Am Dienstag, 14. September 2010, 15:34:42 schrieb Arigead:
> Hello all,
>     I've been looking at the code a bit for the phone apps and I'm a bit
> confused by the architecture. Now I should say that I'm not familiar
> with the design decisions that produced the current solution nor am I an
> expert in any shape or form.
> 
> Having said all that it seems to me that the apps are quite complicated.
> The high level apps use DBus calls into libphone-ui-shr, which goes on
> to a lower level. I know that all the phone apps must be integrated with
> each other but that's what DBus gives them. If the contacts for example
> was defined in a wiki page, giving the DBus calls it can make to pick up
> the contacts stored in the phone from opim, and the DBus signals and
> calls that other apps are expecting the contacts App to honour, Then 10
> people here could develop 10 different contacts apps which all integrate
> into the system.
> 
> Like I say I'm not an expert but I was hoping to write one of these apps
> to my own particular taste. Problem is that the current apps seem so
> tightly coupled to the underlying system. If I did write a contacts app
> the existing contacts app will still be in the system as all the apps
> are in one bitbake recipe.
> 
> The beauty of this OpenSource stuff is that people can write their own
> idea of the ideal. I'm currently running two phones on two accounts. One
> is an android and the other is my FreeRunner SHR-U. I don't use the
> default Android SMS Messages app as I prefer a third party app for SMS
> Messages on the Android. It don't seem as straight forward as maybe it
> could be to do the same on the SHR. Maybe I should say FSO? Maybe I'm on
> the wrong list but I'm sure there is a degree of overlap here.
> 
> Having said all that I'm a newbie and clueless. A bear of little brain,
> so to speak. Please feel free to educate me.

Let me try to explain the design and the reasoning behind it - at least as far 
as I understand it :-)

The phone GUI is built out of the following components.
a) phoneuid
b) libphone-ui
c) libphone-ui-shr
d) phoneui-apps

phoneuid is the daemon running and offering a dbus-interface as specified in 
the 
shr-specs repository (http://git.shr-project.org/git/?p=shr-
specs.git;a=summary). It implements the org.shr.phoneui part of the 
specification. It links with libphone-ui and calls into it's functions when one 
uses one of it's dbus methods.

libphone-ui is an abstraction layer. It is used to make phoneuid toolkit 
agnostic. We need this to be able to have for example a contacts app that is 
implemented with elementary and a phonelog app implemented with qt. Or even 
using the same toolkit but being two different implementations of one component 
(like contacts, messages, dialer, phonelog...) - that's what you want to do 
:-) libphone-ui dynamically loads the configured backends when phoneuid is 
started (see /etc/libphone-ui.conf). It starts an extra mainloop for every 
different backend (at least in theory).

libphone-ui-shr is the actual GUI - one backend, which is dynamically loaded 
by libphone-ui. Whenever phoneuid calls into libphone-ui, that call is relayed 
to the configured backend for the relevant component.

phoneui-apps are actually very uninteresting and just wrappers for a dbus-call 
into phoneuid to show one of the GUI parts.
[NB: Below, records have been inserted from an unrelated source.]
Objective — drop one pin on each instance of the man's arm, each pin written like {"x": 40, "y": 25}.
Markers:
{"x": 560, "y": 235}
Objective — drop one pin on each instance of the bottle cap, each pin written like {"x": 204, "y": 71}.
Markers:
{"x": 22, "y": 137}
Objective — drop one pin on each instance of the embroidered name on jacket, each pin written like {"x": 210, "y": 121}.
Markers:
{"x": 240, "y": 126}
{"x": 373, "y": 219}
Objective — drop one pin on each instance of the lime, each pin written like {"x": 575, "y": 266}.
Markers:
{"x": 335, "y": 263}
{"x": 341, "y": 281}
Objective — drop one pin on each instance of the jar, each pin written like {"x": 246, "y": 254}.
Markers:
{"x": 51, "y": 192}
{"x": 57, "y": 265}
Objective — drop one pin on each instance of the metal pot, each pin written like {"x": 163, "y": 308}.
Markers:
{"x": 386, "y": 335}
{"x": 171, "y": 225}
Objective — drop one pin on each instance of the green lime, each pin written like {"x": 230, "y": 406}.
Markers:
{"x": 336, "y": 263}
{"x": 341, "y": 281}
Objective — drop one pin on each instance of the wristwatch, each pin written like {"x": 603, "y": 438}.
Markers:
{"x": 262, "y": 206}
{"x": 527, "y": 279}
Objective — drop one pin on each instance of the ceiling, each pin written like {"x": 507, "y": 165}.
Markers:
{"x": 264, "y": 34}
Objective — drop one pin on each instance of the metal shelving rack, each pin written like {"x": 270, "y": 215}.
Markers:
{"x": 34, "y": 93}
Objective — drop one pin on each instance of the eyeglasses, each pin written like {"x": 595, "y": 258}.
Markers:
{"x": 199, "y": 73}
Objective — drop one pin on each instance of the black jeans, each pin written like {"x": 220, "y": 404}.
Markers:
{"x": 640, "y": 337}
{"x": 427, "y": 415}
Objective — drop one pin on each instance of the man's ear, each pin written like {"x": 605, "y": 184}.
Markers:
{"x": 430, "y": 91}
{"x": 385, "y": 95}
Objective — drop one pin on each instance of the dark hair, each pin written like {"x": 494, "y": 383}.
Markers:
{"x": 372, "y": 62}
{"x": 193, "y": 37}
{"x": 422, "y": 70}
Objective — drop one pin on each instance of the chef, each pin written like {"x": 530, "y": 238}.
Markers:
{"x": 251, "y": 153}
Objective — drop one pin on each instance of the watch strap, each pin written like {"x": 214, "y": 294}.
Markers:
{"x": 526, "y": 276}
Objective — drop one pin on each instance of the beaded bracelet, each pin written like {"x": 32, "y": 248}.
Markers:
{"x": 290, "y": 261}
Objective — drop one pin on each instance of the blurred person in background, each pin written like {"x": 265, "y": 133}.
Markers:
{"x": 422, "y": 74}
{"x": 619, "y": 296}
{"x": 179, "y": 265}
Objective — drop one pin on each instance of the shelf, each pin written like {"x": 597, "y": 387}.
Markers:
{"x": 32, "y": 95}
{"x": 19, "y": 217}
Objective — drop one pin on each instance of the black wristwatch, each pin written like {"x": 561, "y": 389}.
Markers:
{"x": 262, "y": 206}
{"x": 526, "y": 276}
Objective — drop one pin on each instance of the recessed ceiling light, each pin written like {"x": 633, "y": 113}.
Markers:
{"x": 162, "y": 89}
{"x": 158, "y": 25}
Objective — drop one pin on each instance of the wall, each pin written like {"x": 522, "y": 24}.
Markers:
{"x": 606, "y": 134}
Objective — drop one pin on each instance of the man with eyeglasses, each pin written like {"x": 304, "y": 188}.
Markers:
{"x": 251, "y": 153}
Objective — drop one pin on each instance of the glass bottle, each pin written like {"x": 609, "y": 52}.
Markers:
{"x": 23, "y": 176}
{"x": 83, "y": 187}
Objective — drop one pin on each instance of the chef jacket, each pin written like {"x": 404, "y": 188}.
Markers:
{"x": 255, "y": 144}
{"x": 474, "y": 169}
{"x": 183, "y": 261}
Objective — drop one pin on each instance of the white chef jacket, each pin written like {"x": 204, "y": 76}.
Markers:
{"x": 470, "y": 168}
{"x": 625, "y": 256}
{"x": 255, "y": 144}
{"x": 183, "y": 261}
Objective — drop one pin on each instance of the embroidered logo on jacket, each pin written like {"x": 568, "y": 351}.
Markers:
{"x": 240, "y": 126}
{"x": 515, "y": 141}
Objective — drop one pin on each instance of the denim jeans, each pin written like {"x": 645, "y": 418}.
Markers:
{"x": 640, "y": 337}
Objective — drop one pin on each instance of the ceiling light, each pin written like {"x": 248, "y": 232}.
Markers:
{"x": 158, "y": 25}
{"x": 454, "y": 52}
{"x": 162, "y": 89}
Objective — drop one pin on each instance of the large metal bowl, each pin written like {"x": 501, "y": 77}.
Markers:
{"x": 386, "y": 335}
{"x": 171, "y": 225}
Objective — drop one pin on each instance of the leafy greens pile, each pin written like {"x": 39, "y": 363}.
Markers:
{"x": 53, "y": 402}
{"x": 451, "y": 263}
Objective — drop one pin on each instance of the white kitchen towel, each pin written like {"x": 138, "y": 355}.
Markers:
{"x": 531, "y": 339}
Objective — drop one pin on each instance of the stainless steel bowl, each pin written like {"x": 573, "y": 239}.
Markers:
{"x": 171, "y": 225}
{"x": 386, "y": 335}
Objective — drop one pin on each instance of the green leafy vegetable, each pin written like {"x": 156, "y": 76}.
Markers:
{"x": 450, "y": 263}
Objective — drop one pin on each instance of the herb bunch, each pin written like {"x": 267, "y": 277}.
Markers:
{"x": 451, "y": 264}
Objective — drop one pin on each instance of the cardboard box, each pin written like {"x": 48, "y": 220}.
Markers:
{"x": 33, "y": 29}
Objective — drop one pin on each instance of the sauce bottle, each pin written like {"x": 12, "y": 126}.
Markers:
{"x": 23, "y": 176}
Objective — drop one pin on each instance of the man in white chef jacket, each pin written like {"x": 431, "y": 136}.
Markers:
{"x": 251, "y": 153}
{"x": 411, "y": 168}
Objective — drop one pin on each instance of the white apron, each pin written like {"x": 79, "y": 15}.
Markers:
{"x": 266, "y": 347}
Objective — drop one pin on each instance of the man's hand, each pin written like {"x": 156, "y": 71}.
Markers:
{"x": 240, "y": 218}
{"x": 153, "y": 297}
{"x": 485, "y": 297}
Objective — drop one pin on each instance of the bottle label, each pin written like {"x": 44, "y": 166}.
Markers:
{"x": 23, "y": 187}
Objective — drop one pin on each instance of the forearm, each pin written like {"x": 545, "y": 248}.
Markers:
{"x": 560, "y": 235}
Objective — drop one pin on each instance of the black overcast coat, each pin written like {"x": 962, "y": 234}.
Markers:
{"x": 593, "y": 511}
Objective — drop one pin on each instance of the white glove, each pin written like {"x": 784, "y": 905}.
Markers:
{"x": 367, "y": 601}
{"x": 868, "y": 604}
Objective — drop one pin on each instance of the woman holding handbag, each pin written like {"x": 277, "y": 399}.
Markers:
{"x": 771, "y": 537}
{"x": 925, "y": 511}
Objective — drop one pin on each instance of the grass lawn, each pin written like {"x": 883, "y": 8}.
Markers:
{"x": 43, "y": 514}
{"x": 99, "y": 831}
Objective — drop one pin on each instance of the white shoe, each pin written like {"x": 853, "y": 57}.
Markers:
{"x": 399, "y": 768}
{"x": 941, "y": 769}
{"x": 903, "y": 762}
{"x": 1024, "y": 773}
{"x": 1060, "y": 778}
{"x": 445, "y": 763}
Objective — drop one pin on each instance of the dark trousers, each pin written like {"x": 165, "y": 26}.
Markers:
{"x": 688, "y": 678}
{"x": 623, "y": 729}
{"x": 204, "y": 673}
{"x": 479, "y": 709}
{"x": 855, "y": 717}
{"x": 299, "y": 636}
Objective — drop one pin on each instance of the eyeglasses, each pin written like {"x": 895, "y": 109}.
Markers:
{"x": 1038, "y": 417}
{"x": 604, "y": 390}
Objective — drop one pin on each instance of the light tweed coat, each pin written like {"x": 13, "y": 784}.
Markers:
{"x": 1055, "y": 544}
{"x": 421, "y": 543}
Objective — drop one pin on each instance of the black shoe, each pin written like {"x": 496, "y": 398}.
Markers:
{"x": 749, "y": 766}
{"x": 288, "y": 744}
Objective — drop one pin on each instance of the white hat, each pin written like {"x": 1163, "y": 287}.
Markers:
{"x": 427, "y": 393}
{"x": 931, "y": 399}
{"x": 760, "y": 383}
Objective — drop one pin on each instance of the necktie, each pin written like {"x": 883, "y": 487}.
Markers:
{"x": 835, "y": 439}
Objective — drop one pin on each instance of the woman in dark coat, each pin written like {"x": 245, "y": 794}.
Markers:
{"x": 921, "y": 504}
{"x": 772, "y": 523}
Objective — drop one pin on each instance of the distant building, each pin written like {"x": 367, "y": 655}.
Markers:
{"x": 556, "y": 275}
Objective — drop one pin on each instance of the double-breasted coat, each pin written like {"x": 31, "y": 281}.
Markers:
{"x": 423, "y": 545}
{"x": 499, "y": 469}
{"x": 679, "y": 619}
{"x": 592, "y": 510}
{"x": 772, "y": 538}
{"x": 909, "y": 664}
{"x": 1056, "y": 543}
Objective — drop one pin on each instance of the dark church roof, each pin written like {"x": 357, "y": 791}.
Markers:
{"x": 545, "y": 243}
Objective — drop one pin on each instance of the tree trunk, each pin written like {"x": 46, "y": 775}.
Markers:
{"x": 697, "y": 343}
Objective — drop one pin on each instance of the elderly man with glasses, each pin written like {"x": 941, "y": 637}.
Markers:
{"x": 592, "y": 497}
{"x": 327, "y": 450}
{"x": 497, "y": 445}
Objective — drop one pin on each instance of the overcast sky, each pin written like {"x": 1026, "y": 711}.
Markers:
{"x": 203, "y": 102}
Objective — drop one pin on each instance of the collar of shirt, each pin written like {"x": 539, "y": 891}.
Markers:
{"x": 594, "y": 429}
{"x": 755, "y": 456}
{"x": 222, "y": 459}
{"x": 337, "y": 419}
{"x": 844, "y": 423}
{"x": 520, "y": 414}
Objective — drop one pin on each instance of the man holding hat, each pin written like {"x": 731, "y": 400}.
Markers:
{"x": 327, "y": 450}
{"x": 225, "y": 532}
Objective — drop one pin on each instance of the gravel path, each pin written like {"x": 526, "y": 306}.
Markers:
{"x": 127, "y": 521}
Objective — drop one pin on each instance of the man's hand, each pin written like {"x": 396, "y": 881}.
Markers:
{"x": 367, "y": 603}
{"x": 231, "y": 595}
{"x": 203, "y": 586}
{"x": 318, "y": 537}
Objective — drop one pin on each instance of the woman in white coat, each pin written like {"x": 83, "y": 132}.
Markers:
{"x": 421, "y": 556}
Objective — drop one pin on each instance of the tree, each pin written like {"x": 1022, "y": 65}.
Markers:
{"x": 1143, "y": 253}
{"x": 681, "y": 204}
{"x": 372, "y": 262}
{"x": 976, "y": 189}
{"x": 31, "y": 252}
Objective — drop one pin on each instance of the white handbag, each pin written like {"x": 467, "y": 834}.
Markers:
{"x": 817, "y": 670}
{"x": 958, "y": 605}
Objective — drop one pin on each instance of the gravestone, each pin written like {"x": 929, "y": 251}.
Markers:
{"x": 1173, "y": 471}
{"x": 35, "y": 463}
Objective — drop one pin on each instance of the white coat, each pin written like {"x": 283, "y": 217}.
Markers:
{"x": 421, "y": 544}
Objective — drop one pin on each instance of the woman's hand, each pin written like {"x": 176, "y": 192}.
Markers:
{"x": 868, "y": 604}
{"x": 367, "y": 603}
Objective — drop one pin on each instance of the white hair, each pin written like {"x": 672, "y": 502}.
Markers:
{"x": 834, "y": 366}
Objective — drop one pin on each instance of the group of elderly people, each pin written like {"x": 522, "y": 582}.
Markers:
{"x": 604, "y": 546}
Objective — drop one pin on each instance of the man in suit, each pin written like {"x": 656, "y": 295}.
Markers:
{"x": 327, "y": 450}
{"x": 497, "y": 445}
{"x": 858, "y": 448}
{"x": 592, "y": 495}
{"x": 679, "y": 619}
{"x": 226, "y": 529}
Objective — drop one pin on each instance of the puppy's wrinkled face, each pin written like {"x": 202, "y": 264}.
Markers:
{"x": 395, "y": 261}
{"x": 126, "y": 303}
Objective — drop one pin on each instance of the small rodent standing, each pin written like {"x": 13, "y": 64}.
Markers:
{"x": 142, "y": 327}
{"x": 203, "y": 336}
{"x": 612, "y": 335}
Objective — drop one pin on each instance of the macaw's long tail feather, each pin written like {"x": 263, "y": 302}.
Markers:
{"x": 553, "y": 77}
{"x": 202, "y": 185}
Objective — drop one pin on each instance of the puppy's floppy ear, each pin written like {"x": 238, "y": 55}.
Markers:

For example shr-dialer does 
nothing else than calling org.shr.phoneui.Dialer.Display.

So, to write your own contacts GUI all you have to do is to write a libphone-
ui-agriread implementing appropriate interface - again in theory :/
Unfortunatelly the multi-mainloop-part in libphone-ui is not yet implemented. 
So far we had no need to implement that, as there is only one backend. Maybe 
it's time to revisit that part :-)

I hope that clarifies stuff a bit - if you have further questions, just ask.